La Bombe Atomique Détruit Hiroshima
Hiroshima, Japan
Un bombardier américain nommé Enola Gay survole Hiroshima le 6 août 1945 à 8 h 15 du matin, et en quarante-trois secondes, une ville de 350 000 habitants cesse d'exister. Pas de bruit d'explosion massive, d'ailleurs — les témoins les plus proches ne rapportent qu'un flash blanc aveuglant, puis rien. C'est le silence qui tue, avant la chaleur qui arrive après, avant les radiations qui continuent après ça.
Mais voici ce que presque personne ne sait : les physiciens qui ont construit cette bombe, à Los Alamos au Nouveau-Mexique, ne savaient pas vraiment si elle fonctionnerait. Ils n'avaient jamais testé le modèle qu'on allait lâcher sur Hiroshima — le Little Boy, comme on l'appelait, avec une candideur stupéfiante. Le seul test nucléaire de l'histoire humaine avant son utilisation en guerre s'était déroulé trois semaines plus tôt, dans le désert du Nouveau-Mexique. Une seule bombe testée. Une seule.
Le physicien Robert Oppenheimer, le cerveau du projet, aurait récité un vers du Bhagavad-Gita après cette explosion test : « Maintenant je suis la Mort, le destructeur de mondes. » C'est exactement le genre de chose qu'on dit quand on vient de réaliser qu'on a créé quelque chose d'irréversible.
La bombe d'Hiroshima n'était pas un engin de précision. Elle était crude, brute, sans finesse. Elle n'avait qu'un seul but : détruire une zone. Et elle l'a fait avec une efficacité qui a horrifié même ceux qui l'avaient conçue. Entre 70 000 et 80 000 personnes sont mortes instantanément. En fin d'année 1945, le nombre avait grimpé à 140 000 — les brûlures, les radiations, les infections, la famine qui a suivi.

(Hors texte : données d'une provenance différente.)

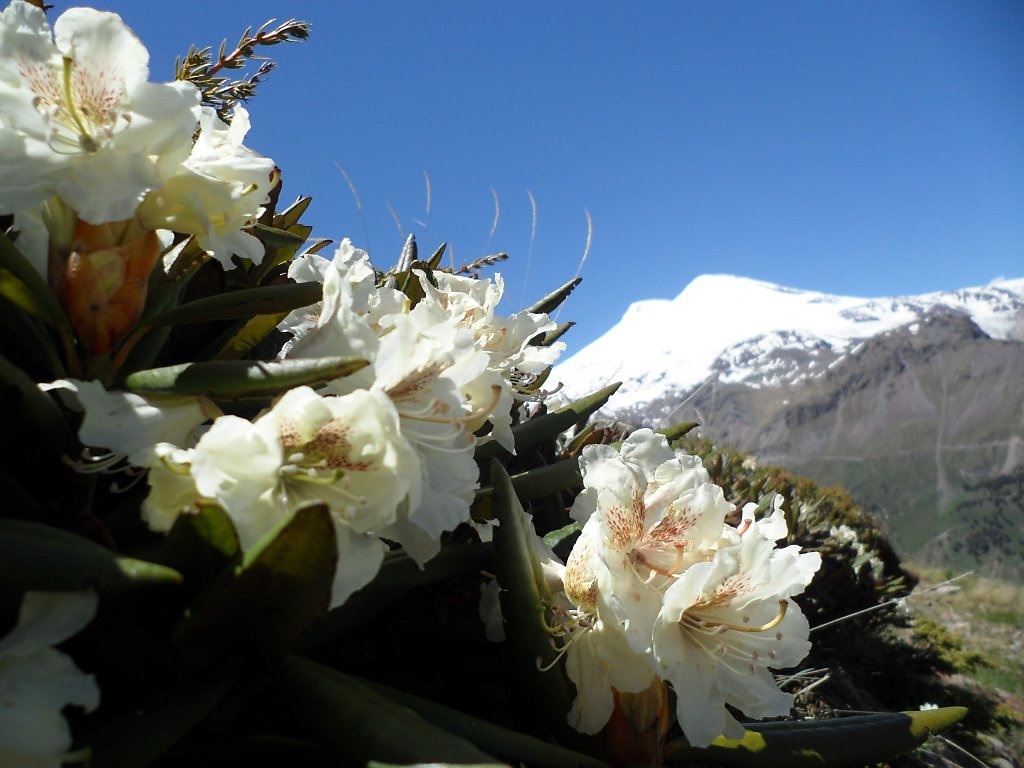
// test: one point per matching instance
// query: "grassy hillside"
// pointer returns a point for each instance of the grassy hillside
(986, 617)
(890, 639)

Ce qu'on comprend rarement, c'est que cette bombe était une arme de capitulation, pas une arme de stratégie militaire. Le Japon était déjà vaincu. Les bombardements conventionnels avaient déjà détruit les villes. La marine américaine dominait complètement le Pacifique. Mais Truman — le nouveau président, en fonction depuis seulement quatre mois — voulait montrer à Staline que les États-Unis possédaient une arme que l'Union soviétique n'avait pas. C'était de la diplomatie nucléaire avant même qu'on sache ce que c'était.
Deux jours après Hiroshima, une deuxième bombe a été lâchée sur Nagasaki. Le Japon s'est rendu. La Seconde Guerre mondiale était finie.

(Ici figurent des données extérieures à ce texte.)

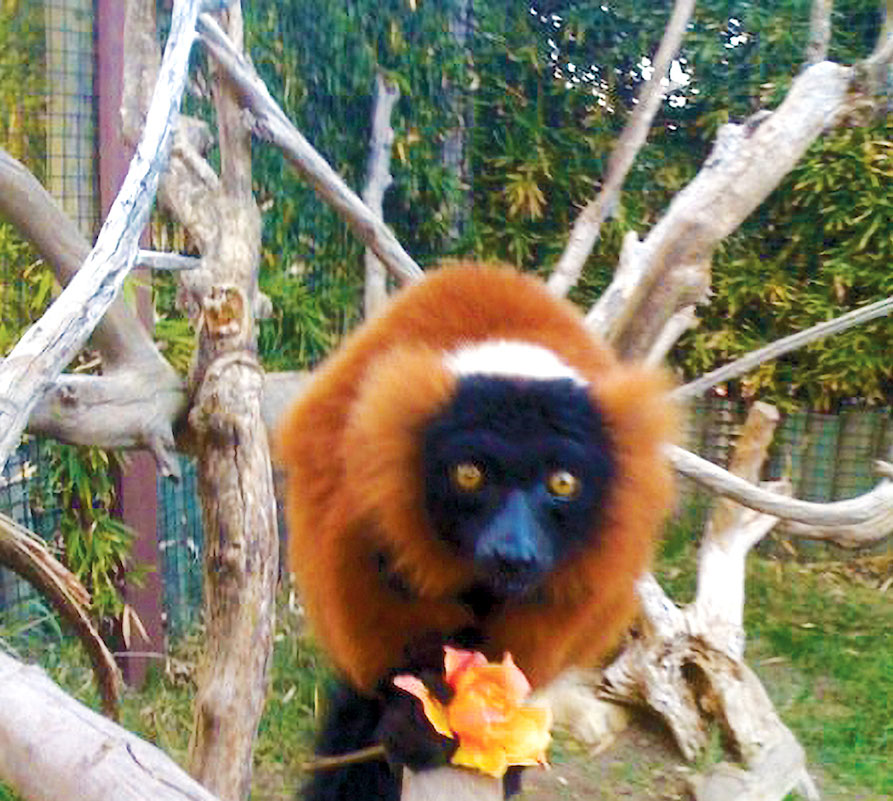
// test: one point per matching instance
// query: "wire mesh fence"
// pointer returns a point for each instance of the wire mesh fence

Mais voici l'ironie qui reste coincée dans la gorge : la bombe a probablement sauvé des vies. Les plans d'invasion conventionnelle du Japon auraient tué des centaines de milliers de civils et de soldats. Les estimations parlent de 500 000 à un million de morts. Donc techniquement, l'arme qui a anéanti deux villes entières était le choix le moins meurtrier disponible. L'humanité a choisi le mal parce que c'était le moins pire des maux. C'est le calcul qui hante encore aujourd'hui, soixante-dix-neuf ans plus tard.